The eight-year gap before the 2018 notice suggests either economic recovery and stability during the 2011–2017 period, or potentially unreported layoffs. However, the 2018 notice appears isolated rather than part of a broader downturn sequence, possibly reflecting sector-specific or company-specific pressures rather than county-wide manufacturing contraction.

The absence of WARN notices after 2018 through 2026 requires cautious interpretation. Current Indiana labor market data shows strong conditions—the state's 3.3% unemployment rate and declining jobless claims suggest economic expansion. This may indicate that Decatur County's major employers have stabilized, or alternatively, that employers are managing workforce reductions through attrition, part-time transitions, or other mechanisms avoiding WARN thresholds. The relatively small size of remaining employer bases may also mean that further reductions would be immaterial to county employment.

Local Economic Impact: Systemic Vulnerability and Community Stress

The cumulative displacement of 577 workers through documented WARN notices carries consequences extending far beyond those individuals. Manufacturing layoffs in concentrated rural or small-urban counties trigger cascading economic effects: displaced workers reduce consumer spending, eroding retail and service employment; property values decline as housing demand weakens; local government revenues contract as income taxes and sales taxes fall; and community institutions face pressure as philanthropic giving and civic participation decline.

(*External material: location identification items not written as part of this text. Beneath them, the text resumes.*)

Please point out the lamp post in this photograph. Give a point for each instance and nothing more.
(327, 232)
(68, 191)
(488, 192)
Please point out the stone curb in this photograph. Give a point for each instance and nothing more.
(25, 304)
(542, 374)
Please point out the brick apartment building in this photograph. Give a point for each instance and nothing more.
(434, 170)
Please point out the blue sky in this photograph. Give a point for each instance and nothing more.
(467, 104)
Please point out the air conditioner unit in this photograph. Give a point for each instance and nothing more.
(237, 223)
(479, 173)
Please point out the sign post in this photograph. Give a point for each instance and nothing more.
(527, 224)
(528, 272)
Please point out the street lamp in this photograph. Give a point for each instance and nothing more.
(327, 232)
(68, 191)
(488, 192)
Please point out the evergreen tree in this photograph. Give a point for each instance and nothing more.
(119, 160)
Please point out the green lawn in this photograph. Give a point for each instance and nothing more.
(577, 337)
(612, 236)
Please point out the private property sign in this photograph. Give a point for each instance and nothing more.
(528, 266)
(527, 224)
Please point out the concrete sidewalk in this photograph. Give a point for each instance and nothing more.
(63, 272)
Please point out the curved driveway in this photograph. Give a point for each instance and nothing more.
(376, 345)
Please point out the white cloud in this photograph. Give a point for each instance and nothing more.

Decatur County's narrow employment base amplifies these effects. With apparently only three major manufacturing employers, the county lacks economic diversification to absorb displaced workers. Unlike larger metropolitan areas with varied industries and occupational demands, Decatur County offers limited alternative employment pathways. Workers displaced from Delta Faucet, Printpack, or Meduit must either relocate, accept lower-wage service employment, or experience sustained unemployment.

The decade-spanning pattern of layoffs suggests chronic rather than temporary stress. Manufacturing employment in counties like Decatur has contracted persistently, reflecting automation, offshoring, supply chain rationalization, and secular shifts away from production-based economies. Each WARN notice represents a ratchet downward in the county's employment base, with limited evidence of offsetting job creation in growth sectors.

Conclusion: Structural Transformation Needed

Decatur County's WARN filing history reflects a manufacturing-dependent economy confronting long-term structural change without evident diversification strategy. While state-level labor market indicators show strength, county-level vulnerability persists. Future economic resilience requires deliberate economic development efforts attracting advanced manufacturing, professional services, healthcare, technology, or other growth sectors to broaden the employment base and reduce dependence on cyclical manufacturing employers. Without such transformation, Decatur County remains vulnerable to further displacement events driven by factors beyond local control.